Now remember this dog WANTED the big cake and the on-body-worn equipment is the biggest cake of all! As I'm getting in position Piper runs over, grabs the small tug off the ground, runs it to her handler and waits.... like: "you forgot the on-switch boss."

At this point everything got easier. Piper increased her focus to her handler and performed obedience to get the small tug reward and then be released to the line of departure for attacking the decoy. This required good teamwork between the two of us. I had to be able to switch between neutral and attacking at just the right moments so the dog remained cued by my behavior to bite.

But wait, remember the problems that brought us to this session? Piper was failing to out and recall off the bite and going early on her own. We didn't even practice that. In fact we practiced nothing about outs and not really any recalls. All those “big cake” rewards ended with Piper winning the toy/equipment and carrying it off. What did we practice though?

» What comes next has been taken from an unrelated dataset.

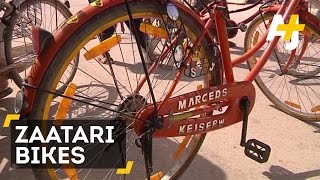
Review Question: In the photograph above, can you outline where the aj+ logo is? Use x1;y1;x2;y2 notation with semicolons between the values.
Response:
267;15;305;50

We practiced the power of prediction. In our premacking reps, biting the small tug became an “on-switch” that turned on the decoy from neutral to available. Then we practiced some obedience skills with the small tug as a reward. During that obedience practice it was clear that value transfer had occurred from the big cake to the small cake. Why? Again: Prediction. When we finally asked Piper for an out off the “big cake” that day, she had won the game a dozen of times or more. Well what happened? Clean outs happened… Why? We had created an idea within Piper’s mind that only the small cake would turn on the big cake. Any obedience behavior including out, recall, heeling, etc. could be inserted into the queue of behaviors that lead to the on-switch of the small tug being offered, then being released to the big cake. Her direct attack cues were also preserved, don’t worry. Value transfer happens when the dog starts to see the value of the big cake in the small cake. Great news, this transfer happens with or without the big cake present in later sessions! Our obedience practice for “small cake” looks much better and more enthusiastic even without the “big cake” reward in the mix. This transfer needs some maintenance but it remains powerful with periodic practice and grows session after session.

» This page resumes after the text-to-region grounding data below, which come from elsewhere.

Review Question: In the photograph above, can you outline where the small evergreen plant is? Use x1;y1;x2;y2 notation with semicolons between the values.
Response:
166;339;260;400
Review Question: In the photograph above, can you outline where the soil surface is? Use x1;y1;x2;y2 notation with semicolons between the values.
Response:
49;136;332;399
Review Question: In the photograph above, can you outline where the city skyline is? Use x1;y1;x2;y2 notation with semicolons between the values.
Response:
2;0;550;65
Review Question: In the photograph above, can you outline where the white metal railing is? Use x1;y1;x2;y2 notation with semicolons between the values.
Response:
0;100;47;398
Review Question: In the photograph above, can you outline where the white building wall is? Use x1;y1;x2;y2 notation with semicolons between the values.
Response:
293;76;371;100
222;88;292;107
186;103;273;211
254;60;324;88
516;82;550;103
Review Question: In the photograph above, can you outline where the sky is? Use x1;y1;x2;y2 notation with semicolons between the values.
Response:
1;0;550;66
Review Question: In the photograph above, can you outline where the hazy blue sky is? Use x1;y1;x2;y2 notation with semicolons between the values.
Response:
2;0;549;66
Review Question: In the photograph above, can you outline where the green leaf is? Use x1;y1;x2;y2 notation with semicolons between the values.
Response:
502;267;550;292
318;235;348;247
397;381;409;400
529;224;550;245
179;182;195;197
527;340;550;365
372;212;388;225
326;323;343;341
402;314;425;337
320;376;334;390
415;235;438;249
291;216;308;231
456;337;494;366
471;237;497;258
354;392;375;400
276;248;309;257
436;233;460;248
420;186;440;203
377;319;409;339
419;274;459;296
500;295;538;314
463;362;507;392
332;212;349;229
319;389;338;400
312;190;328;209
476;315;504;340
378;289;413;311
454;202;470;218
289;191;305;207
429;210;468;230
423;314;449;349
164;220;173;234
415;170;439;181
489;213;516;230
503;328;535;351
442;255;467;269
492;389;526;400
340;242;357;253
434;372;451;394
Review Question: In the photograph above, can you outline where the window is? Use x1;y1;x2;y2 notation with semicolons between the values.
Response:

Now let's think about some non-bite-work related ways to apply premack principle. Some dog’s struggle to crate. Some to the point they get destructive to the crate and even injure themselves. Premack’s principle can be applied to crate training with interesting results. We often play crate games with our dogs and the obvious method is to throw food rewards in the crate and get the dog to chase them in. Is this premacking? No. It's chasing a reward. What about rewarding the dog for coming out of the crate. Wait what? Yes. Reward for coming out. Now, not to the point we are rewarding the dog for trying to come out, that will build an escape artist dog. But if we can get the dog to go in by chasing “small cake,” why not give the “big cake” reward as soon as the dog comes back out? I usually like to speed up this value transfer by giving the dog’s bridge or conditioned reinforcer upon entering the crate. This helps them to understand step one. But on step two, I give the big cake reward for exiting. Why? Because the dog had to be inside to exit. Clearly. After a few reps of this I wait. And if my big cake was big enough, I just might get the dog to make a choice to enter to try to trigger big-cake even with no small cake to chase. When this works it really works, the dog will jump back in the crate as soon as the big reward from coming out is finished. They choose to go in to switch the big cake reward on. In this way we create value transfer to the crate. Applying this method we can get the dog to choose to take longer and longer sessions waiting in the crate for the reward. Usually we have them wait with the door wide open. No pressure. Many of them will go in and lay down. I think they usually see pressure on the floor of the crate as the “on-switch.” We use the same method in creating the place behavior with chasing games for coming off the bed, we use the same method in creating the touch-pad behavior, in retrieve, in recall, in heeling and so on. The possibilities are endless. Lets train dogs. Semper Audax.